The Chapel is called the Ermita de la Virgen de la Peña and was caved into a natural rock formation by a Carmelite Monk in the 17th century. A few years later, a belfry and a room next to it were added, but built out of natural bricks outside the cave. Above the entrance, there is a statue of the Virgin de la Peña. I took a look inside, and it really did look like a chapel in a cave. And it was full of the only types of people you would expect at a historical site in rural Spain at 10 in the morning – Japanese tourists. So I skipped taking photos of the inside. Also because my camera didn’t perform well in low light situations.

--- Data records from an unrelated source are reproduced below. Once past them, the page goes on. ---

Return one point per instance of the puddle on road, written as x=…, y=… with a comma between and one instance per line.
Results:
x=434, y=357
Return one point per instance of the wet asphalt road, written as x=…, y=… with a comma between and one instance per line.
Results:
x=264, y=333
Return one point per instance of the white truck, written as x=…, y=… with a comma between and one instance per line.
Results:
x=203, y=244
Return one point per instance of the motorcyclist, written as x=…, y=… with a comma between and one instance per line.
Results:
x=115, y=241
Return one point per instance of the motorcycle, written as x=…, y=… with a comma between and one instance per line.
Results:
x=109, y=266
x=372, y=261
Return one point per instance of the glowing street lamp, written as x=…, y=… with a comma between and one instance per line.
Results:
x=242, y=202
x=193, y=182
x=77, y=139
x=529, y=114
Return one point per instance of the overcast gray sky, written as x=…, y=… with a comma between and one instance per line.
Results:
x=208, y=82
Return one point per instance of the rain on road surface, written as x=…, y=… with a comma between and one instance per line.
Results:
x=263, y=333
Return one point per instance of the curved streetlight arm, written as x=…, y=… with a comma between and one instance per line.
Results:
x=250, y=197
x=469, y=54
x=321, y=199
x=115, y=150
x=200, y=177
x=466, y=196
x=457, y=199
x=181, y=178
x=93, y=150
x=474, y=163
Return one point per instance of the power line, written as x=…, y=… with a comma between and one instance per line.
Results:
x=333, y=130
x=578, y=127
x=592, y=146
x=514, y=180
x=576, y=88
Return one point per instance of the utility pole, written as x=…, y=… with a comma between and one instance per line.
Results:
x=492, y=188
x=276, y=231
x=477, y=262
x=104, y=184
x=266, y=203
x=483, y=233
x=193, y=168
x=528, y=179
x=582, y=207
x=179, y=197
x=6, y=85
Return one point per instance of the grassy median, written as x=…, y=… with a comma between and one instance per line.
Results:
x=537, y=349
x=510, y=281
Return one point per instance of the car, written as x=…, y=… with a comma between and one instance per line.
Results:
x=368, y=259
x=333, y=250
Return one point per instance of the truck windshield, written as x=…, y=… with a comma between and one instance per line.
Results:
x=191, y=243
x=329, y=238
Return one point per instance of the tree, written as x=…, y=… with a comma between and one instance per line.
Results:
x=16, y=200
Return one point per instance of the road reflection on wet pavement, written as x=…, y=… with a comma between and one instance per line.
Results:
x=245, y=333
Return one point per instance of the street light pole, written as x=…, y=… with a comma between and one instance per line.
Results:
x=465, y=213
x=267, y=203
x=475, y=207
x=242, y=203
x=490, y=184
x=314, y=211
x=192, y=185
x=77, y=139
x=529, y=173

Ermita de la Virgen de la Peña

Taking photos of the outside, I couldn’t decide if I wanted to go ultra wide angle, use a normal lens or do a detail shot with a telephoto lens. I ended up taking all three shots so I could decide later which one I liked best. However, I still cannot decide which one I like most, they all show different aspects of the chapel in their own way. I guess I like the middle one most because it shows the statue, the old belfry and a little bit of the cave without any distractions in the frame.

Virgin and Belfry gable

For the last shot, I wanted the sun to look like it was the statue’s halo, so I had to shoot with a telephoto lens directly into the sun. This is something you should never do! Most of the optical elements inside a camera lens are magnifying glasses, perfectly tuned and adjusted to collect a large amount of light and focus it on a tiny area. When looking through the optical viewfinder of a camera, this tiny area would be your eye, which might get severely burnt or otherwise damaged.

La Virgen de la Peña

Instead, I used my camera’s live view function. Probably not the best for the camera sensor either, but unlike my eye, it has a heat sensor and shuts down before burning up. The downside is that I can’t press the camera to my face when using live view which makes it harder to hold it perfectly steady. With a shutter speed of 1/8000th of a second, this is not necessary to prevent motion blur, but I had to keep the camera perfectly aligned in the shadow of the statue’s head to avoid a bright spot next to the head as well as lens flares. It took ten attempts to finally get the photo right.

Sightseeing in Brussels

I arrived in Brussels in the morning of New Year’s Eve 2010 and decided to walk around a bit. I stayed in a hotel very close to the Brussels South Station from where the Thalys or the ICE (I don’t remember) would take me back to Cologne the next day in less than 2 hours. Brussels is a beautiful city, it has a lot of historic buildings but also very modern architecture and high rise office blocks. And it has that kind of big city atmosphere you would expect from the capital of Europe, unlike anything I have ever experienced in Germany; although Berlin was close. I highly recommend visiting it, especially if you live in or near Cologne because with the short train travel times, it is very easy to stay for a weekend or even just a single day. Now that I think about it, I haven’t been there for quite some time now…

Mont des Arts

A good starting point for sightseeing is the Mont des Arts, or Kunstberg in Dutch (and German). It is possible to walk there from the Station and then it is easy to walk around and explore the old town and see some of the beautiful parks and palaces in central Brussels. On the Mont des Arts itself, preparations for the public New Year’s Eve fireworks display were in progress. Unfortunately though, a thick fog descended on the city that night so all that the people got to see of the fireworks were faint glows of colors above the fog.

Manneken Pis

The Manneken Pis is another extremely popular tourist attraction in Brussels. It is easy to find because every other tourist eventually walks there. And if it weren’t for the tourists, it could be easily overlooked. Even though it is surrounded by blinking lights. The Manneken Pis is an actual size bronze statue of a baby that is urinating into a fountain. It has been around for a few hundred years, but that’s pretty much all there is to it.